Summer 1973 Vort 3 appears, dedicated to the work of Irby and David Bromige, with contributions from Don Byrd and Robert Creeley, among others.
1973–74 Works as visiting professor, Copenhagen University.
1974 To Max Douglas, second enlarged edition (including “Jesus” and “Delius”), with an introduction by Edward Dorn, is published by Tansy-Peg Leg Press, Lawrence, Kansas.
1974–75 Receives Fulbright travel grant. Returns to Tufts University, Medford, Massachusetts, as assistant professor.
1976–77 Returns to Berkeley, California. Archipelago is published by Tuumba Press, Willits, California. In Excelsis Borealis is published by White Creek Press, Cambridge, New York. For the Snow Queen is published by Tansy Press, Lawrence, Kansas (issued as Tansy 1).
January 1977 Returns to Fort Scott, Kansas, to assist his mother in the sale of the Eddy St. house.
June 1977 Moves to Lawrence, Kansas, with his mother. Catalpa: Poems, 1968–1973 is published by Tansy Press, Lawrence, Kansas.
1978 From Some Etudes is published by Tansy Press, Lawrence, Kansas (issued as Tansy 9).
February 1979 Credences 7 appears, “In Celebration of Kenneth Irby,” containing essays and prose reflections by David Bromige, Robert Kelly, Paul Metcalf, and George Quasha, among many others.
1981 Orexis is published by Station Hill Press, Barrytown, New York. Riding the Dog is published by Zelot Press, Greensburg, Pennsylvania (issued as The Zelot, no. 4).
1983 A Set is published by Tansy Press, Lawrence, Kansas.
1985 Works as lecturer in English, University of Kansas, Lawrence, Kansas.
March 1986 Delivers three lectures on Walt Whitman, Poetics Program, New College, San Francisco, California.
Spring 1992 Notus 10 appears, half of the issue dedicated to an overview of Irby’s writing, including both new and previously published poems, as well as two new essays over his work by Stephen Ellis and Edward Schelb, respectively. Calls Steps: Plains, Camps, Stations, Consistories is collaboratively published by Station Hill Press, Barrytown, New York, and Tansy Press, Lawrence, Kansas.
1994 Antiphonal and Fall to Fall is published by Kavyayantra Press, Boulder, Colorado.
1997 Appointed associate professor, University of Kansas, Lawrence, Kansas.
2001 Studies: Cuts, Shots, Takes — a notebook sequence, August–December 1999 is published by First Intensity Press, Lawrence, Kansas (issued as First Intensity Chapbooks no. 2).
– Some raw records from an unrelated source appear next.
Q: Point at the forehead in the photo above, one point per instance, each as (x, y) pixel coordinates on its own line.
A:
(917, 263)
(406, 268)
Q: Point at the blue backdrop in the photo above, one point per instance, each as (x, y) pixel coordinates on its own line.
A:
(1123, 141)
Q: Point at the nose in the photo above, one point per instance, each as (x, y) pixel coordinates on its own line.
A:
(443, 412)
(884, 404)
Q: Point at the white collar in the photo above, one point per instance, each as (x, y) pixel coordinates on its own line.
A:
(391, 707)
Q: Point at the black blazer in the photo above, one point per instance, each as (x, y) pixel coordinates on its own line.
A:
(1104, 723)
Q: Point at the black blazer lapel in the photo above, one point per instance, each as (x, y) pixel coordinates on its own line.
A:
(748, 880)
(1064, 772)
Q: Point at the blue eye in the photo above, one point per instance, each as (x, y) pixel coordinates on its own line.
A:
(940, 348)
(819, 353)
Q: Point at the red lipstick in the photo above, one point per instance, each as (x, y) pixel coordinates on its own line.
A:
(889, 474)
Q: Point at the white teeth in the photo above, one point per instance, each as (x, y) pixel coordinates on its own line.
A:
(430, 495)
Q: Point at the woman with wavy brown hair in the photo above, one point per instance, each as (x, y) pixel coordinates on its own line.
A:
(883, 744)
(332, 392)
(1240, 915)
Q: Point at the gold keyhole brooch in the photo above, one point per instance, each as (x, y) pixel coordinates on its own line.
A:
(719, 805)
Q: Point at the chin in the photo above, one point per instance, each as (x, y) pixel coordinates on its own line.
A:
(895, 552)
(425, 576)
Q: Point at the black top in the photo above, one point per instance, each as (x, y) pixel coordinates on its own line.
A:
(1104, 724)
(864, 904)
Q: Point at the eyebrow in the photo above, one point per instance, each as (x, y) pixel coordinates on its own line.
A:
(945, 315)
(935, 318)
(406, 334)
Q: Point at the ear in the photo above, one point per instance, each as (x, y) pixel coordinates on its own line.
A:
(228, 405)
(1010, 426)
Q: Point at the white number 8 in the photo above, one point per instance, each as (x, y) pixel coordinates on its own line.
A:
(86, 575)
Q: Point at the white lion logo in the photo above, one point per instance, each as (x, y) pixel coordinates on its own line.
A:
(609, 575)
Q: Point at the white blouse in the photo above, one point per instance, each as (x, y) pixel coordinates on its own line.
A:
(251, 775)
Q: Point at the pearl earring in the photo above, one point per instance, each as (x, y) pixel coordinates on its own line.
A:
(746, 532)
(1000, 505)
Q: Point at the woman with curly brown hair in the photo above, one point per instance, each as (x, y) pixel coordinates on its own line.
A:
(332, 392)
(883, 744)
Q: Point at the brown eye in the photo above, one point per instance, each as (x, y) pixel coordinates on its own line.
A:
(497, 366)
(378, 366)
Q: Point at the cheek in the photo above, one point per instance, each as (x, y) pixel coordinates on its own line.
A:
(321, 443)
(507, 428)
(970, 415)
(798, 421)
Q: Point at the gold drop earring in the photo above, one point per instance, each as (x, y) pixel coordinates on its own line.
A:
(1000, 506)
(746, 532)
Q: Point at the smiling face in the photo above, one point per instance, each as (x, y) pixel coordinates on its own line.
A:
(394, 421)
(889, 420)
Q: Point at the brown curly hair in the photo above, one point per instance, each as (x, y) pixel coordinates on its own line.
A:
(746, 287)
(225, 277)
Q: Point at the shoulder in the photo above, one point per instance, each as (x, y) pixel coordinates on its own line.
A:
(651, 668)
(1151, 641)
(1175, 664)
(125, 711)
Ridge to Ridge: Poems 1990–2000 is published by Other Wind Press, Ann Arbor, Michigan.
2003 In Denmark: Poems 1973–74 is published in No: A journal of the Arts no. 2, New York, NY.
2009 The Intent On: Collected Poems, 1962–2006 is published by North Atlantic Books, Berkeley, California.
2010 Irby receives the Memorial Shelley Award (corecipient, with Eileen Myles) from the Poetry Society of America.
2012 Promoted to full professor, University of Kansas, Lawrence, Kansas.

 


 

1. In the final lines of the poem beginning with the line “the Crystal Ballroom, Fargo, North Dakota,” Irby writes: “snow snow snow over Kansas / my unknown, my just before I was born country / my parents saw Ellington in Dallas in 1936 at the centennial / I heard him from the womb.” Kenneth Irby, The Intent On: Collected Poems, 1962–2006 (Berkeley: North Atlantic Books, 2009), 331. For information on Ellington’s participation in the centennial festivities, see: Dreck Spurlock Wilson, African American Architects: A Biographical Dictionary, 1865–1945 (New York and London: Taylor and Francis, 2004), 345, as well as A. H. Lawrence, Duke Ellington and His World (New York and Oxford: Taylor and Francis, 2003), 202, 345. One can also view three short films of the exposition (not Ellington’s performance, unfortunately) on the website of the Texas Archive of the Moving Image.

2. On the National Public Radio website, one can watch excerpts from the “Starfish Prime Test Interim Report by Commander JTF-8,” which include footage of the 1.4 megaton detonation, shot in Honolulu, almost 900 miles from the warhead’s launching point.